En la cause, le contrat de location de panneaux publicitaires conclu entre la société Media Line, anciennement Extérieur Media, et la société Optique des Vallées l’a été pour une durée d’un an renouvelable « par tacites reconductions par périodes de durées équivalentes à celle du contrat initial, sans limite du nombre de renouvellements, sauf dénonciation par l’une des parties par lettre recommandée, trois mois avant l’expiration de chaque période » (clause IV). En l’absence de résiliation du client, le contrat restait opposable.
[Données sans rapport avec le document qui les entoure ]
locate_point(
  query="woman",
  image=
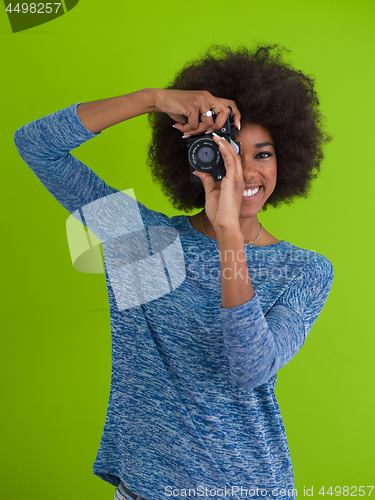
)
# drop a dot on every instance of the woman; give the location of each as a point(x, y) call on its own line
point(204, 309)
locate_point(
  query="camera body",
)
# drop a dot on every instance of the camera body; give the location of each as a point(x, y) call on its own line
point(204, 154)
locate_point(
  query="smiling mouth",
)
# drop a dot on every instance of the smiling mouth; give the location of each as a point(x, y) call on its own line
point(249, 193)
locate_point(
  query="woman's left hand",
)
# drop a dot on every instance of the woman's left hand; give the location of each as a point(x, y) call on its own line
point(224, 198)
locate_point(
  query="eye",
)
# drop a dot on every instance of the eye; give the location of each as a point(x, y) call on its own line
point(264, 154)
Résumé de l’affaire : La société Optique des Vallées a signé un contrat de location de panneaux publicitaires avec Media Line en mai 2014, mais a rencontré des problèmes de paiement. En février 2018, une ordonnance d’injonction de payer a été rendue contre elle pour un montant de 21 461,71 euros. Après opposition, le tribunal de commerce de Nice a débouté Optique des Vallées et l’a condamnée à payer 22 250,11 euros, ainsi qu’une indemnité de 1 500 euros. Optique des Vallées a interjeté appel en mars 2020, contestant la mise en demeure et les manquements contractuels de Media Line, ainsi que des surfacturations. Media Line a demandé la confirmation du jugement et a contesté les allégations d’Optique des Vallées, affirmant que le contrat avait continué par tacite reconduction et que plusieurs relances avaient été effectuées.

REPUBLIQUE FRANÇAISE
AU NOM DU PEUPLE FRANÇAIS

18 septembre 2024
Cour d’appel d’Aix-en-Provence
RG n°
20/03526
COUR D’APPEL D’AIX-EN-PROVENCE

Chambre 3-1

ARRÊT AU FOND

DU 18 SEPTEMBRE 2024

N° 2024/ 178

Rôle N° RG 20/03526 – N° Portalis DBVB-V-B7E-BFXAD

S.A.R.L. OPTIQUE DES VALLEES

C/

S.A.S. MEDIA LINE

Copie exécutoire délivrée

le :

à :

Me Joseph MAGNAN

Me Pascal ALIAS

Décision déférée à la Cour :

Jugement du Tribunal de Commerce de NICE en date du 18 Décembre 2019 enregistré au répertoire général sous le n° 2019F00301.

APPELANTE

S.A.R.L. OPTIQUE DES VALLEES,

prise en la personne de son représentant légal en exercice domicilié en cette qualité au siège sis

[Adresse 2],

[Adresse 2]

[Localité 1]

représentée par Me Joseph MAGNAN de la SCP PAUL ET JOSEPH MAGNAN, avocat au barreau d’AIX-EN-PROVENCE

INTIMEE

S.A.S. MEDIA LINE,

prise en la personne de son représentant légal en exercice domicilié en cette qualité au siège sis

[Adresse 4]

[Localité 3]

représentée par Me Pascal ALIAS, avocat au barreau d’AIX-EN-PROVENCE

*-*-*-*-*

COMPOSITION DE LA COUR

L’affaire a été débattue le 30 Mai 2024 en audience publique devant la cour composée de :

Madame Valérie GERARD, Présidente de chambre

Madame Stéphanie COMBRIE, Conseillère

Mme Marie-Amélie VINCENT, Conseillère

qui en ont délibéré.

Greffier lors des débats : Madame Marielle JAMET

Les parties ont été avisées que le prononcé de la décision aurait lieu par mise à disposition au greffe le 18 Septembre 2024.

ARRÊT

Contradictoire,

Prononcé par mise à disposition au greffe le 18 Septembre 2024,

Signé par Madame Valérie GERARD, Présidente de chambre et Madame Elodie BAYLE, greffier auquel la minute de la décision a été remise par le magistrat signataire.

*

EXPOSE DU LITIGE

Par acte du 9 mai 2014 la société Optique des Vallées, à l’enseigne Atol, a souscrit auprès de la société Extérieur Media, devenue la société Media Line, un contrat de location de quatre panneaux publicitaires pour une durée d’un an renouvelable et moyennant un prix annuel de 7 080 euros.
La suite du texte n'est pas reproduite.